= Double field theory =

Field theory linked to string theory

Double field theory in theoretical physics refers to formalisms that capture the T-duality property of string theory as a manifest symmetry of a field theory.

==Background==
In double field theory, the T-duality transformation of exchanging momentum and winding modes of closed strings on toroidal backgrounds translates to a generalized coordinate transformation on a doubled spacetime, where one set of its coordinates is dual to momentum modes and the second set of coordinates is interpreted as dual to winding modes of the closed string. Whether the second set of coordinates has physical meaning depends on how the level-matching condition of closed strings is implemented in the theory: either through the weak constraint or the strong constraint.

Weakly constrained double field theory, introduced by Chris Hull and Barton Zwiebach in 2009, allows for the fields to depend on the whole doubled spacetime and encodes genuine momentum and winding modes of the string. While early constructions were limited to cubic interactions, the formulation was extended to include quartic interactions on toroidal backgrounds in 2023 by Bonezzi, Chiaffrino, Díaz-Jaramillo and Hohm.
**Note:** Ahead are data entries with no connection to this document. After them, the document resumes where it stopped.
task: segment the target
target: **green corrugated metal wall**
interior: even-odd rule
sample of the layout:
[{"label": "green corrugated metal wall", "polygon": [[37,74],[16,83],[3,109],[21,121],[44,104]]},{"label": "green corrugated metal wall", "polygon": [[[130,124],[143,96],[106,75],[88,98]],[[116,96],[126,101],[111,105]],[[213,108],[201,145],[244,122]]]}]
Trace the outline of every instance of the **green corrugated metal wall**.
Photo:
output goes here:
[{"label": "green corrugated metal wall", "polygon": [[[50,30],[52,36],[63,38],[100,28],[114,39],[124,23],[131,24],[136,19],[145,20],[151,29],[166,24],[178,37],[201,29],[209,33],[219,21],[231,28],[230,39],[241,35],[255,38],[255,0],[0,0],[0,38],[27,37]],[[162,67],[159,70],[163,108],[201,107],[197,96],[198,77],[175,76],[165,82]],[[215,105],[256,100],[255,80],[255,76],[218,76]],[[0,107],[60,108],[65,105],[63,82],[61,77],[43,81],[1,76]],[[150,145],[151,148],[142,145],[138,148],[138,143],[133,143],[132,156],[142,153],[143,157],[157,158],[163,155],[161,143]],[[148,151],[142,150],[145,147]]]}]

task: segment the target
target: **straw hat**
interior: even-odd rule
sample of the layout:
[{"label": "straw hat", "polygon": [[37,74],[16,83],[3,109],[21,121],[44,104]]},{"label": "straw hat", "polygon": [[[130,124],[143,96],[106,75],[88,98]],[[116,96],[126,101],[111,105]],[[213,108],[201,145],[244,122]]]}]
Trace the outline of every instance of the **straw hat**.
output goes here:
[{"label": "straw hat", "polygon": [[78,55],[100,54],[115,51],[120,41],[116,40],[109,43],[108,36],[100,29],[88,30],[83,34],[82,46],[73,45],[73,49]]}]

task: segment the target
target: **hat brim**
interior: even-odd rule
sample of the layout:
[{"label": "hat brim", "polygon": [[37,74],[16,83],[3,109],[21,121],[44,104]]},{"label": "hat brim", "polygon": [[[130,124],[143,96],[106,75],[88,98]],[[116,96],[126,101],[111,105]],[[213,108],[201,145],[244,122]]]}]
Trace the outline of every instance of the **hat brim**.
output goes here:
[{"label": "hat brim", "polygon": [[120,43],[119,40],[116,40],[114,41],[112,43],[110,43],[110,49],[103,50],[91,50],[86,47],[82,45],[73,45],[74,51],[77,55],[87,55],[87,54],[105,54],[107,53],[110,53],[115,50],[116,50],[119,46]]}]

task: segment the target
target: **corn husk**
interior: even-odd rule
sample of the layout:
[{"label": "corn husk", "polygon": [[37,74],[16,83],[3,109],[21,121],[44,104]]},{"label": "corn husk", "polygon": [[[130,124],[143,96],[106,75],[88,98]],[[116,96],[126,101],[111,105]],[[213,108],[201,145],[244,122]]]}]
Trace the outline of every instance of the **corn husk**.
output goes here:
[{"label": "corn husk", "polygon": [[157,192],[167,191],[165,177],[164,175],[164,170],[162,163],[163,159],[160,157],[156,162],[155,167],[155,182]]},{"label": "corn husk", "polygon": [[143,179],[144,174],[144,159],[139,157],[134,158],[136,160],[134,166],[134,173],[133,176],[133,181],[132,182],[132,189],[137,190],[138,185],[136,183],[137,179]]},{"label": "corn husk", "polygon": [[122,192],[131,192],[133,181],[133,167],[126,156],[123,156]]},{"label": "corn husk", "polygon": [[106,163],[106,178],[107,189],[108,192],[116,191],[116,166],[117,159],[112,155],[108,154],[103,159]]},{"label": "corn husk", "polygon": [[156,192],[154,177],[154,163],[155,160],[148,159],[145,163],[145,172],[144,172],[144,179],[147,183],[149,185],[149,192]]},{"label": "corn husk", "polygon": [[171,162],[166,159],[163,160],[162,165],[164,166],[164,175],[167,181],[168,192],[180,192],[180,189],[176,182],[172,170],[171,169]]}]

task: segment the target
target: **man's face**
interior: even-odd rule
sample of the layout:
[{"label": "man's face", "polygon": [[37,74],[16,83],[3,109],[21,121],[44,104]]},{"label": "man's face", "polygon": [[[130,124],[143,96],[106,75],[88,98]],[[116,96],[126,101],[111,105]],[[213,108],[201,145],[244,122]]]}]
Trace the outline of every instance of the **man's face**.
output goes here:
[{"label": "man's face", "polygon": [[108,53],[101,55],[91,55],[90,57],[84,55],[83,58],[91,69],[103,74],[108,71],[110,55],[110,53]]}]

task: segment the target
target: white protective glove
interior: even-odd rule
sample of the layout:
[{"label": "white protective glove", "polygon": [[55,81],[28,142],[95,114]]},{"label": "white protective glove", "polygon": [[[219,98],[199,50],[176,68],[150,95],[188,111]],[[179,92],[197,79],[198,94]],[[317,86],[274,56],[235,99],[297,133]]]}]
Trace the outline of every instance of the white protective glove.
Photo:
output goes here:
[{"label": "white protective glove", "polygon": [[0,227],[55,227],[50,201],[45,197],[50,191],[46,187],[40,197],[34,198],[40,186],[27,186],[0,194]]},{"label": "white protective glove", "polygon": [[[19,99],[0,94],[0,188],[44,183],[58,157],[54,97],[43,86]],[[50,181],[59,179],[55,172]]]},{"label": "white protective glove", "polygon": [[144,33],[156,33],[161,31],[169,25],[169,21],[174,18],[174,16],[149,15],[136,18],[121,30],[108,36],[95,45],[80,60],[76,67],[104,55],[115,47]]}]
In strongly constrained double field theory, which was anticipated by Warren Siegel in 1993, the strong constraint ensures the dependency of the fields on only one set of the doubled coordinates; it describes the massless fields of closed string theory, i.e. the graviton, Kalb Ramond B-field, and dilaton, but does not include any winding modes, and serves as a T-duality invariant reformulation of supergravity.

Double field theory has been a setting for studying various string theoretical properties such as: consistent Kaluza-Klein truncations of higher-dimensional supergravity to lower-dimensional theories, generalized fluxes, and alpha-prime corrections of string theory in the context of cosmology and black holes.